The curves of stress distribution of the fully anchored bolt under different support resistance are plotted in Figure 7. It is clear that the support resistance has a certain influence on the stress distribution of the fully anchored bolt. When the support resistance is 0.45 MPa, the maximum axial force and shear stress on the bolt are 31.6 kN and 0.31 MPa, respectively. When the support resistance is 0.20 MPa, the maximum axial force and shear stress on the bolt are 7.8 kN and 0.1 MPa, respectively. The results show that as the support resistance increases from 0.20 MPa to 0.45 MPa, the axial force and shear stress on the fully anchored bolt increase as a whole, the axial force and shear stress are unevenly distributed, and the neutral point gradually moves toward the orifice. The most important is the fact that the shear stress on the fully anchored bolt is unevenly distributed along the bolt body. At the position of the orifice, the shear stress is greater, and its direction points to the orifice. At the position of the neutral point, the shear stress decreases to 0 MPa, and then as it keeps away from the neutral point, the shear stress quickly increases to the maximum value and its direction points to the end of the bolt. After reaching the peak value, the shear stress decreases at a faster rate until it reaches the end of bolt. As the overall support resistance increases, the neutral point moves forward along the anchor bolt, and the shear stress distribution becomes gradually smoother.
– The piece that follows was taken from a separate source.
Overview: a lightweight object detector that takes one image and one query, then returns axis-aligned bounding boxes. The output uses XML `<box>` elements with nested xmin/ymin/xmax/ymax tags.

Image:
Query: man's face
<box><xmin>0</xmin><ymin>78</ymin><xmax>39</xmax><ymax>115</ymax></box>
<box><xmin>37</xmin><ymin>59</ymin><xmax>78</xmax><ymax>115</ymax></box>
At the same time, the shear stress decreases at the orifice location, but the peak value of the shear stress becomes larger.
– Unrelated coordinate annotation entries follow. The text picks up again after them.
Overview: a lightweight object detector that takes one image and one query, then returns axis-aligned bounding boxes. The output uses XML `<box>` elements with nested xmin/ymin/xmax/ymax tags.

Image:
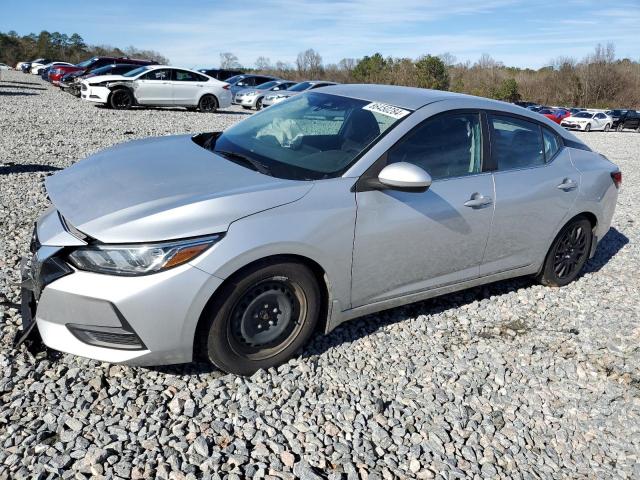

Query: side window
<box><xmin>174</xmin><ymin>70</ymin><xmax>200</xmax><ymax>82</ymax></box>
<box><xmin>387</xmin><ymin>113</ymin><xmax>482</xmax><ymax>180</ymax></box>
<box><xmin>542</xmin><ymin>128</ymin><xmax>561</xmax><ymax>162</ymax></box>
<box><xmin>489</xmin><ymin>115</ymin><xmax>544</xmax><ymax>170</ymax></box>
<box><xmin>142</xmin><ymin>68</ymin><xmax>171</xmax><ymax>81</ymax></box>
From Figure 7(b), it can be seen that the axial force is larger at the orifice, but as the distance from the orifice continues to increase, the axial force gradually increases to the peak value and then decreases rapidly. The increase rate of it is obviously smaller than its decrease rate, and its maximum value appears at the neutral point. As the support resistance continues to increase, the more uneven the axial force distribution is, the more the neutral point moves toward the orifice, and the axial force on the bolt also increases significantly. The above analysis shows that, during normal support of the fully anchored bolt, support resistance is an important factor affecting its stress distribution. As we all know, the spacing between the fully anchored bolts is an important factor that affects the resistance of the support of roadway. Therefore, the anchored bolts should be laid out reasonably in conjunction with other important factors such as deformation of surrounding rock in actual support.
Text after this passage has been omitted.